Glycoprotein Processing
A unique composition of enzymes is present along the early secretory pathway to sequentially process glycoproteins, ensuring proper folding, stability, and trafficking.
Biochemical Deglycosylation Assay
Biochemical deglycosylation assays, using enzymes like PNGaseF and Endoglycosidase H (EndoH), are valuable tools to determine protein glycosylation patterns and study glycoprotein processing.

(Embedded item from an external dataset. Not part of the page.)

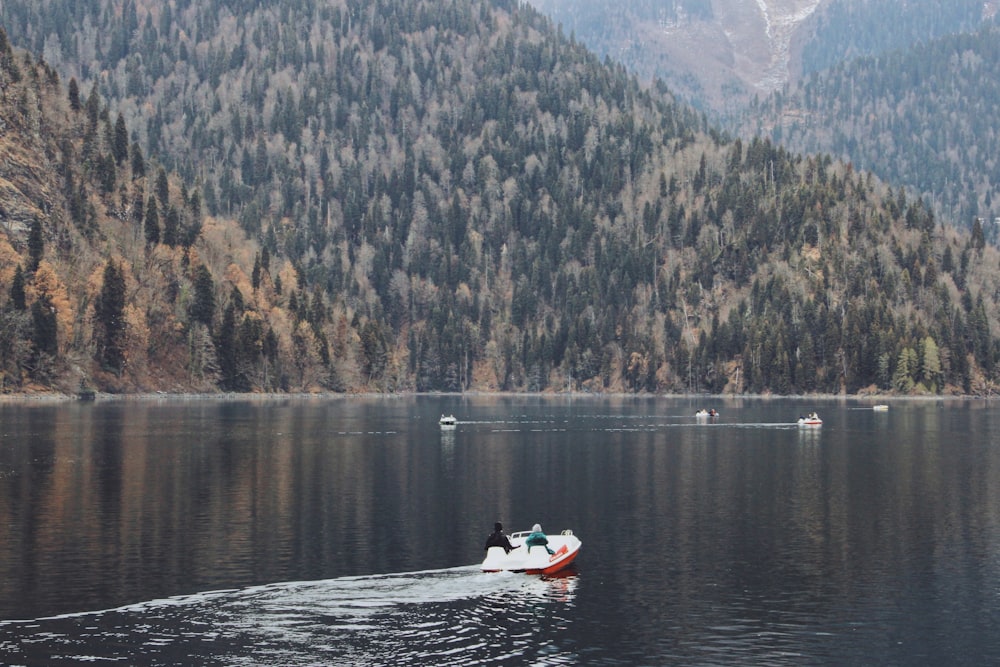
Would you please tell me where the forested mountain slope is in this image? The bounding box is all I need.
[742,21,1000,240]
[0,0,1000,393]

PNGaseF removes almost all N-linked oligosaccharides, providing information about the total glycosylation status of the protein.
EndoH is specific for high-mannose, ER-type N-glycans, allowing researchers to distinguish between ER-resident and Golgi-modified glycoproteins.
Protein Glycosylation to Determine Protein Localization
Protein glycosylation patterns can be used to determine protein localization within the cell, as different compartments have distinct glycosylation enzymes.
ER Stress
ER stress is sensed by transmembrane sensors (IRE1, ATF6, PERK) in the ER membrane, which detect the accumulation of unfolded or misfolded proteins.
Activation of these sensors leads to the initiation of the unfolded protein response (UPR), a cellular mechanism designed to restore normal function by enhancing the protein-folding capacity and promoting degradation of misfolded proteins.